African Cultural Alliance of North America (ACANA) is a non-profit social services agency and community development corporation located in Southwest Philadelphia that serves as a resource and bridge to the African immigrant and African American community in Southwest Philadelphia. With key funding from M&T Bank, ACANA purchased a trash truck to further enhance the City’s corridor cleaning and trash removal efforts.
Tell us about the origins of ACANA and the role it plays for the Southwest Philadelphia community.
ACANA was founded in 1999 as a 501(c)(3) nonprofit organization in Philadelphia by a group of African musicians who sought to establish themselves in the United States. The mission is to help refugees, immigrant families, and all residents of Philadelphia access legal, health, and other social services with a special focus on women, children, youth, and the elderly in their resettlement process in Pennsylvania. ACANA also produces and presents African cultural performances and recording artists to create an awareness of African arts and culture. The agency strives to promote the preservation of cultural values through musical artists to promote their own vocations in their new environment.
In 2015, ACANA added the Community Development Corporation (CDC) with the goal to help small business development and community revitalization projects in Southwest Philadelphia.
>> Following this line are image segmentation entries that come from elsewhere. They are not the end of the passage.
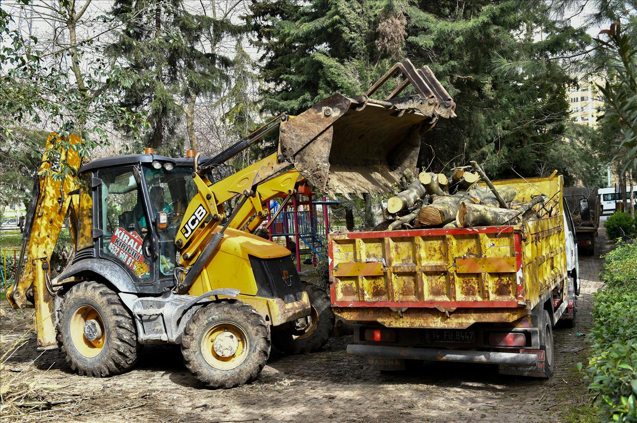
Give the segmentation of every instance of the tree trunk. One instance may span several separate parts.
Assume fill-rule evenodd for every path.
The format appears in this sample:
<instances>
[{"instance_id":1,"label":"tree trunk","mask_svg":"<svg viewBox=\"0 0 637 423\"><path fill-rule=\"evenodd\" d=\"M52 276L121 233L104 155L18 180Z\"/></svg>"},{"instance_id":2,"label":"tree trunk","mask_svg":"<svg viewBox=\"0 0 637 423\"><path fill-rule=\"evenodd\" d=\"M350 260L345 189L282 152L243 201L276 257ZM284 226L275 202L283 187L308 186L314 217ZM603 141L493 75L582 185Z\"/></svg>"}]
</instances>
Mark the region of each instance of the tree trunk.
<instances>
[{"instance_id":1,"label":"tree trunk","mask_svg":"<svg viewBox=\"0 0 637 423\"><path fill-rule=\"evenodd\" d=\"M371 194L363 193L362 198L365 200L365 212L363 218L365 220L366 228L374 227L374 214L371 212Z\"/></svg>"},{"instance_id":2,"label":"tree trunk","mask_svg":"<svg viewBox=\"0 0 637 423\"><path fill-rule=\"evenodd\" d=\"M191 94L188 99L188 107L183 108L183 112L186 115L186 130L188 132L188 140L190 142L190 148L198 151L197 140L195 137L195 100L196 99L197 96Z\"/></svg>"},{"instance_id":3,"label":"tree trunk","mask_svg":"<svg viewBox=\"0 0 637 423\"><path fill-rule=\"evenodd\" d=\"M628 181L631 184L631 217L635 218L635 193L633 192L633 169L628 171Z\"/></svg>"},{"instance_id":4,"label":"tree trunk","mask_svg":"<svg viewBox=\"0 0 637 423\"><path fill-rule=\"evenodd\" d=\"M520 205L516 210L463 201L458 209L455 223L459 228L509 224L518 216L521 216L536 204L545 200L544 196L538 195Z\"/></svg>"},{"instance_id":5,"label":"tree trunk","mask_svg":"<svg viewBox=\"0 0 637 423\"><path fill-rule=\"evenodd\" d=\"M447 178L445 178L446 179ZM425 188L427 194L434 194L441 197L448 195L448 194L442 190L442 188L438 184L438 175L436 174L421 172L420 174L418 175L418 180L422 184L422 186Z\"/></svg>"},{"instance_id":6,"label":"tree trunk","mask_svg":"<svg viewBox=\"0 0 637 423\"><path fill-rule=\"evenodd\" d=\"M438 189L440 189L440 188ZM397 213L401 210L408 209L418 202L426 193L425 187L419 181L414 181L409 184L406 189L387 200L387 212L392 214Z\"/></svg>"},{"instance_id":7,"label":"tree trunk","mask_svg":"<svg viewBox=\"0 0 637 423\"><path fill-rule=\"evenodd\" d=\"M510 185L499 187L497 188L497 191L506 203L512 202L517 195L517 190ZM499 202L497 201L497 198L496 198L495 195L487 187L477 186L469 191L470 193L477 192L480 193L480 196L482 198L480 200L481 204L492 205L496 207L499 205Z\"/></svg>"},{"instance_id":8,"label":"tree trunk","mask_svg":"<svg viewBox=\"0 0 637 423\"><path fill-rule=\"evenodd\" d=\"M345 228L347 230L354 230L354 212L352 209L345 209Z\"/></svg>"},{"instance_id":9,"label":"tree trunk","mask_svg":"<svg viewBox=\"0 0 637 423\"><path fill-rule=\"evenodd\" d=\"M459 191L451 197L436 197L433 202L420 209L418 220L426 226L438 226L453 221L463 201L479 203L485 192L471 190Z\"/></svg>"},{"instance_id":10,"label":"tree trunk","mask_svg":"<svg viewBox=\"0 0 637 423\"><path fill-rule=\"evenodd\" d=\"M493 182L492 182L491 180L489 179L488 176L487 176L487 174L484 173L484 170L483 170L482 167L478 164L478 162L475 160L471 160L469 163L471 164L471 166L473 167L475 171L478 172L478 174L480 175L480 177L482 178L482 181L484 181L484 183L487 184L487 186L489 188L491 192L493 193L493 195L497 199L498 205L503 209L510 209L511 207L508 206L506 202L505 201L505 199L502 198L502 195L500 195L500 193L493 185Z\"/></svg>"},{"instance_id":11,"label":"tree trunk","mask_svg":"<svg viewBox=\"0 0 637 423\"><path fill-rule=\"evenodd\" d=\"M394 229L398 229L404 223L408 223L418 216L418 210L414 210L413 212L403 216L403 217L396 219L395 221L389 224L389 230L394 230Z\"/></svg>"},{"instance_id":12,"label":"tree trunk","mask_svg":"<svg viewBox=\"0 0 637 423\"><path fill-rule=\"evenodd\" d=\"M447 176L445 174L438 174L436 176L436 181L438 181L438 186L444 191L445 194L449 193L449 180L447 179Z\"/></svg>"}]
</instances>

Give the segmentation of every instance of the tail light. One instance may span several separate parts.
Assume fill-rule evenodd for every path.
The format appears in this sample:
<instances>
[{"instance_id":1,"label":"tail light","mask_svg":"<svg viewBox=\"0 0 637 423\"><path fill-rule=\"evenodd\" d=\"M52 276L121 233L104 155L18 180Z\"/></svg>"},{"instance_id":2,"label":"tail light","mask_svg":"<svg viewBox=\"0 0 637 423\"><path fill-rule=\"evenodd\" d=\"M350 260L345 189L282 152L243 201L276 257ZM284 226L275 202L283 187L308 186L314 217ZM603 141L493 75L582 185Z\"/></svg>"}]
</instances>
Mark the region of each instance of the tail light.
<instances>
[{"instance_id":1,"label":"tail light","mask_svg":"<svg viewBox=\"0 0 637 423\"><path fill-rule=\"evenodd\" d=\"M396 334L390 329L365 329L365 341L396 342Z\"/></svg>"},{"instance_id":2,"label":"tail light","mask_svg":"<svg viewBox=\"0 0 637 423\"><path fill-rule=\"evenodd\" d=\"M520 332L492 332L489 334L489 343L495 346L525 346L526 335Z\"/></svg>"}]
</instances>

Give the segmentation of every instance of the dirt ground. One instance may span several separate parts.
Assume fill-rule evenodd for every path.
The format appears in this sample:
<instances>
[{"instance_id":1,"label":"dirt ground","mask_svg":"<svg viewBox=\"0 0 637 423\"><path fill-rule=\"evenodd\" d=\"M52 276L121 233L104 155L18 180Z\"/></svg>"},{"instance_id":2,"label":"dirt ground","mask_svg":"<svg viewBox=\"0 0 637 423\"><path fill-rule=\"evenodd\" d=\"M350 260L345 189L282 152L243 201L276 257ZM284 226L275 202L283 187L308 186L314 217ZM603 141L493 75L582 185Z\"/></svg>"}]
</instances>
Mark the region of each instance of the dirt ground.
<instances>
[{"instance_id":1,"label":"dirt ground","mask_svg":"<svg viewBox=\"0 0 637 423\"><path fill-rule=\"evenodd\" d=\"M590 402L576 367L578 362L586 362L588 343L585 336L575 334L587 331L591 293L601 286L599 255L608 246L603 231L599 237L603 246L598 256L580 258L577 324L573 329L555 330L555 375L549 380L500 376L491 366L452 363L380 373L345 353L351 336L333 338L313 354L287 356L273 351L256 381L226 390L204 389L173 347L146 348L136 367L125 375L83 377L71 372L57 351L38 352L30 332L32 313L8 310L3 301L0 356L6 355L0 370L0 420L571 421L573 410Z\"/></svg>"}]
</instances>

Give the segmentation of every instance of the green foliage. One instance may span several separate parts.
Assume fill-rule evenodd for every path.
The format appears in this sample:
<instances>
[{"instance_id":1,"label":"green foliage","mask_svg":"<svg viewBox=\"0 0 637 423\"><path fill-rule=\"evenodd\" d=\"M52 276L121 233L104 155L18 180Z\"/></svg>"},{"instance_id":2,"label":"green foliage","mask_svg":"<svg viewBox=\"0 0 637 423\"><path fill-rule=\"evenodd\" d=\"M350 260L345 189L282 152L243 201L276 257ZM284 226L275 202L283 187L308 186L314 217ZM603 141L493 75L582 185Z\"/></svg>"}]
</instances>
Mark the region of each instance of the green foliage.
<instances>
[{"instance_id":1,"label":"green foliage","mask_svg":"<svg viewBox=\"0 0 637 423\"><path fill-rule=\"evenodd\" d=\"M609 239L617 239L622 236L620 228L624 230L627 236L634 237L637 234L637 221L631 217L630 213L615 212L608 216L604 222L606 235Z\"/></svg>"},{"instance_id":2,"label":"green foliage","mask_svg":"<svg viewBox=\"0 0 637 423\"><path fill-rule=\"evenodd\" d=\"M27 208L42 157L41 151L48 136L45 131L25 128L13 128L10 130L17 142L0 144L0 156L3 157L0 170L1 211L7 205L15 204L22 204L25 209Z\"/></svg>"},{"instance_id":3,"label":"green foliage","mask_svg":"<svg viewBox=\"0 0 637 423\"><path fill-rule=\"evenodd\" d=\"M604 289L594 295L589 389L604 422L637 422L637 244L609 253Z\"/></svg>"},{"instance_id":4,"label":"green foliage","mask_svg":"<svg viewBox=\"0 0 637 423\"><path fill-rule=\"evenodd\" d=\"M64 3L64 7L75 7L70 4ZM15 5L13 13L24 7ZM59 22L66 23L67 19L70 19L66 17ZM108 19L100 17L96 20L104 24ZM83 68L85 70L78 70L76 75L61 66L67 50L79 60L85 50L99 49L94 40L47 52L37 37L23 36L15 21L14 14L0 9L3 40L0 48L0 137L3 144L18 141L13 128L23 123L46 122L50 131L61 135L73 132L82 137L85 145L80 153L87 157L92 147L108 140L103 128L108 123L116 122L134 129L143 127L140 115L120 107L117 101L120 88L132 83L130 73L99 56L87 60ZM136 130L132 134L136 136Z\"/></svg>"},{"instance_id":5,"label":"green foliage","mask_svg":"<svg viewBox=\"0 0 637 423\"><path fill-rule=\"evenodd\" d=\"M598 47L615 57L610 63L609 71L612 78L606 85L599 87L605 102L608 106L605 116L615 119L620 128L619 142L615 152L624 163L624 170L637 168L637 59L634 40L628 34L622 33L618 23L611 25L610 29L600 33L608 35L609 40L598 39Z\"/></svg>"},{"instance_id":6,"label":"green foliage","mask_svg":"<svg viewBox=\"0 0 637 423\"><path fill-rule=\"evenodd\" d=\"M494 178L515 177L512 168L568 168L571 147L551 150L566 132L572 80L553 57L590 37L554 19L545 2L254 0L251 8L268 83L264 110L295 114L335 91L361 94L395 61L389 52L402 50L429 66L458 105L457 118L426 135L431 148L421 149L419 165L440 170L475 159ZM537 66L505 73L494 65L503 58Z\"/></svg>"},{"instance_id":7,"label":"green foliage","mask_svg":"<svg viewBox=\"0 0 637 423\"><path fill-rule=\"evenodd\" d=\"M637 281L636 245L620 242L613 251L606 255L600 276L609 286L627 286Z\"/></svg>"},{"instance_id":8,"label":"green foliage","mask_svg":"<svg viewBox=\"0 0 637 423\"><path fill-rule=\"evenodd\" d=\"M228 80L232 61L218 48L220 40L245 31L229 18L191 13L186 6L182 0L116 0L111 11L123 27L106 53L137 77L122 89L120 104L146 116L150 129L145 142L167 155L183 152L179 125L192 112L189 101L218 94Z\"/></svg>"}]
</instances>

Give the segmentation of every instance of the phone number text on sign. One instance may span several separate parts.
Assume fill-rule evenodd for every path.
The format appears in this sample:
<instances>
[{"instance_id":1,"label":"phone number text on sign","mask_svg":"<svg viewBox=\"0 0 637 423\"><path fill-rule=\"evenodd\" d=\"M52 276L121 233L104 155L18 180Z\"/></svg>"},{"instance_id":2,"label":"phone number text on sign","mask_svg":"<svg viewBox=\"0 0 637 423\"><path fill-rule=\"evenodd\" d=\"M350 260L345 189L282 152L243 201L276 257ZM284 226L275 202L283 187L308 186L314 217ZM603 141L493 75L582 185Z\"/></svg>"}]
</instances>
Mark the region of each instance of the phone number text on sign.
<instances>
[{"instance_id":1,"label":"phone number text on sign","mask_svg":"<svg viewBox=\"0 0 637 423\"><path fill-rule=\"evenodd\" d=\"M141 253L143 240L137 232L117 228L108 243L108 251L132 270L139 278L148 276L148 265Z\"/></svg>"}]
</instances>

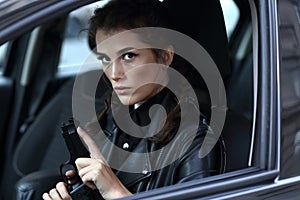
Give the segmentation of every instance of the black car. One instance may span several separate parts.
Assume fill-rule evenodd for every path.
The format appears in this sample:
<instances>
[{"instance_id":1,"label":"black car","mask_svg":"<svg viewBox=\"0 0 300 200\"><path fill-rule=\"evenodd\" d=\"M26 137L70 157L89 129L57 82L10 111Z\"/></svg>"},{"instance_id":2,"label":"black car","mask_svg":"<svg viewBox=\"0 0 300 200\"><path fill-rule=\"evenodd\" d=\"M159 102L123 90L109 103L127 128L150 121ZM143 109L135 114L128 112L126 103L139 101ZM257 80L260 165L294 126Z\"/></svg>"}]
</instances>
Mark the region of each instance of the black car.
<instances>
[{"instance_id":1,"label":"black car","mask_svg":"<svg viewBox=\"0 0 300 200\"><path fill-rule=\"evenodd\" d=\"M84 88L101 74L86 29L106 2L0 1L0 199L41 199L61 180L75 79L101 110L107 88ZM226 171L125 199L300 199L300 0L161 3L219 70ZM218 104L201 76L191 79L210 117Z\"/></svg>"}]
</instances>

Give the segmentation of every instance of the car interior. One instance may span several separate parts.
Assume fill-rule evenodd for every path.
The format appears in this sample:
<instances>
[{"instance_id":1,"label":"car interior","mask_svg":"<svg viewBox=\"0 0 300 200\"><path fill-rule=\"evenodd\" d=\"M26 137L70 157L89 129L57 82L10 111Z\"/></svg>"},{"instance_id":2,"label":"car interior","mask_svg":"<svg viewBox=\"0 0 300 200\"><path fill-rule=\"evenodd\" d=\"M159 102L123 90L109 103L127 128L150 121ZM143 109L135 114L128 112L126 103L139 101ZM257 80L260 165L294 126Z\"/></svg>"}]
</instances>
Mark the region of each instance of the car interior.
<instances>
[{"instance_id":1,"label":"car interior","mask_svg":"<svg viewBox=\"0 0 300 200\"><path fill-rule=\"evenodd\" d=\"M189 1L164 0L173 15L177 31L200 43L216 63L223 78L226 96L226 120L222 137L226 145L226 173L242 170L251 166L252 126L253 126L253 52L252 24L248 1L237 0L240 10L239 21L228 38L223 11L219 0ZM197 19L197 20L195 20ZM13 113L3 110L2 119L14 118L9 127L0 121L0 130L7 130L8 141L5 145L5 165L1 167L1 190L4 199L40 199L42 193L53 188L62 180L60 164L69 159L69 152L61 136L61 124L72 116L72 92L75 79L82 83L83 102L96 97L95 109L100 112L109 88L100 79L96 94L87 87L91 77L100 77L101 69L85 73L58 75L62 45L71 23L68 15L48 21L28 34L9 43L15 55L20 54L30 67L27 79L18 79L19 71L9 71L18 82L5 80L1 84L0 101L9 105L10 98L17 95L18 105ZM196 23L195 23L196 22ZM76 37L76 36L75 36ZM31 45L31 51L24 56L20 47ZM191 52L193 50L191 49ZM194 53L194 52L193 52ZM22 60L21 59L21 60ZM19 66L18 60L7 60L9 65ZM25 67L25 66L24 66ZM192 67L188 80L197 91L200 109L210 118L211 105L209 92L203 78ZM15 90L10 87L15 86ZM4 92L2 92L4 91ZM88 123L92 116L82 119L80 124ZM92 119L91 119L92 120ZM80 121L80 120L79 120ZM6 155L11 154L12 157ZM5 180L5 181L4 181Z\"/></svg>"}]
</instances>

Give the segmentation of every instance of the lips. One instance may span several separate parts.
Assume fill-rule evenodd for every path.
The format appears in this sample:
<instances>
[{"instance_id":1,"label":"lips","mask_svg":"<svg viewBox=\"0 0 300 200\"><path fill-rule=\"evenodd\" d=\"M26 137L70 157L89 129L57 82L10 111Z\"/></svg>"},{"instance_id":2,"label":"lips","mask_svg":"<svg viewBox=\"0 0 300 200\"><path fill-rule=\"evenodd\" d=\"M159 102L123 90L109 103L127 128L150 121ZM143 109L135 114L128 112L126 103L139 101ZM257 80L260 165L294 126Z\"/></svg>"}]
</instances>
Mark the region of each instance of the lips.
<instances>
[{"instance_id":1,"label":"lips","mask_svg":"<svg viewBox=\"0 0 300 200\"><path fill-rule=\"evenodd\" d=\"M125 86L116 86L116 87L114 87L114 91L118 95L128 94L130 89L131 89L130 87L125 87Z\"/></svg>"}]
</instances>

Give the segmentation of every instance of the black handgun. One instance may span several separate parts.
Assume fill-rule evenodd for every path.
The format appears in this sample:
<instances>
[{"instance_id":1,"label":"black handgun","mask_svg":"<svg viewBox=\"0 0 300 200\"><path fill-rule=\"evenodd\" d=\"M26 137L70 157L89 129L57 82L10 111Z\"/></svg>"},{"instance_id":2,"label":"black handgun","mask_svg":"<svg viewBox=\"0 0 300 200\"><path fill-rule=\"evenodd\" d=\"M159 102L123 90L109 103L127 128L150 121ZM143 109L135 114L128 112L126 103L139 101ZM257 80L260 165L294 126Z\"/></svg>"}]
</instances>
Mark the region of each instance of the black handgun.
<instances>
[{"instance_id":1,"label":"black handgun","mask_svg":"<svg viewBox=\"0 0 300 200\"><path fill-rule=\"evenodd\" d=\"M70 118L68 123L63 123L61 130L65 139L65 143L70 152L70 160L60 166L60 173L64 181L67 183L67 188L72 199L103 199L98 190L89 188L82 182L78 175L78 169L76 168L75 160L82 157L89 158L90 153L80 140L73 118ZM71 182L75 182L74 184L70 184L68 177L65 175L66 171L68 170L73 170L75 172L75 176L71 178Z\"/></svg>"}]
</instances>

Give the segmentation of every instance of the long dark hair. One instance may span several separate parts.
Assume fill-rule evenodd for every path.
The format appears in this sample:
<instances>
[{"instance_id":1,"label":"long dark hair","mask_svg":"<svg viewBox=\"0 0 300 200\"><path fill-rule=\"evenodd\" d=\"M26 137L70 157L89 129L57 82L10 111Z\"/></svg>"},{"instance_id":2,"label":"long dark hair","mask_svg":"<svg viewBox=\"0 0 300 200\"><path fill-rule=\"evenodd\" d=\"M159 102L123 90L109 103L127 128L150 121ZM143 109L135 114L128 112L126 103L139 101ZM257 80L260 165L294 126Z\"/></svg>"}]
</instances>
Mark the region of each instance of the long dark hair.
<instances>
[{"instance_id":1,"label":"long dark hair","mask_svg":"<svg viewBox=\"0 0 300 200\"><path fill-rule=\"evenodd\" d=\"M110 33L117 30L130 30L142 27L174 29L174 23L168 10L164 7L163 3L158 0L112 0L104 7L96 9L94 15L90 18L89 46L93 51L95 50L97 45L95 38L98 30ZM149 42L147 38L141 38L141 40L146 43ZM152 49L152 51L157 59L160 59L163 50ZM175 56L171 67L177 69L177 66L180 64L174 63L178 60L178 57ZM110 85L105 74L103 74L103 76L103 80L106 84ZM98 117L100 124L105 119L105 115L110 108L110 98L111 96L107 98L105 109ZM162 130L156 134L153 141L168 141L170 137L172 137L172 131L178 126L178 118L180 118L179 104L168 113L165 125Z\"/></svg>"}]
</instances>

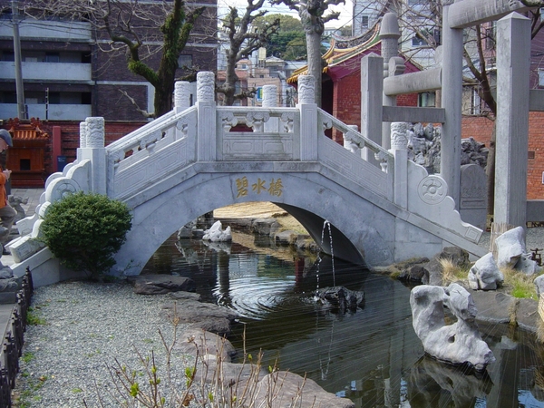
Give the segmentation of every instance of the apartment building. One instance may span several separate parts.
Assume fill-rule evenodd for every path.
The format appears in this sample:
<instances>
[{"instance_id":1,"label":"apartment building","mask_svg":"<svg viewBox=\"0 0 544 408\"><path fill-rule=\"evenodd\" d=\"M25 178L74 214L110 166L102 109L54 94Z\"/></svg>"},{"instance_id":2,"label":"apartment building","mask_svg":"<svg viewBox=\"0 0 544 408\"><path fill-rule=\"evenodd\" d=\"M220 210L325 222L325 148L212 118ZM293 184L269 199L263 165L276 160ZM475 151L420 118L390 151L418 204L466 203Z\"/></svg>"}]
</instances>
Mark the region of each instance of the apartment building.
<instances>
[{"instance_id":1,"label":"apartment building","mask_svg":"<svg viewBox=\"0 0 544 408\"><path fill-rule=\"evenodd\" d=\"M179 58L179 77L189 69L215 71L217 66L217 0L193 5L205 5L206 11ZM17 16L10 1L0 0L0 120L7 120L17 117L14 47ZM123 53L107 50L111 40L92 23L24 17L18 26L27 119L81 121L102 116L106 121L130 121L143 119L140 111L153 112L153 87L128 70ZM159 64L160 46L160 40L145 44L145 63L151 67Z\"/></svg>"}]
</instances>

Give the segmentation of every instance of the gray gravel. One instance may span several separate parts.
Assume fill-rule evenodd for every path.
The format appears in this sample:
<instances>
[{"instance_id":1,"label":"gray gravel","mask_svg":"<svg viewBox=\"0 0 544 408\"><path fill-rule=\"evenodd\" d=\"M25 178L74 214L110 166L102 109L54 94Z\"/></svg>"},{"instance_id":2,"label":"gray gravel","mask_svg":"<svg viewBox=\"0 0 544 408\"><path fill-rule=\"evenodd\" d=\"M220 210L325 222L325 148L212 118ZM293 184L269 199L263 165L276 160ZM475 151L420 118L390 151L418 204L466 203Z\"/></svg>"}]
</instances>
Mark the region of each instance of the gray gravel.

The ACANA CDC is a culturally diverse neighborhood effort geared toward the creation of a vibrant business community prepared and ready to utilize City, State, and other resources to help improve the quality of life in the neighborhood through small and medium skill enterprise development. The organization’s focus is to preserve Southwest Philadelphia communities and to improve the quality of life through the creation of employment and entrepreneurial opportunities for very low and moderate-income business owners and individuals. The agency’s effort is complementary to the Philadelphia Department of Commerce’s support for small and medium business growth through the Philadelphia Targeted Commercial Corridor Revitalization Management Program (TCMP). The goal is to create a holistic business Corridor that is encompassing cultures co-existing to improve the quality of life, expanding opportunities that promote social and economic growth to uplift people and the community.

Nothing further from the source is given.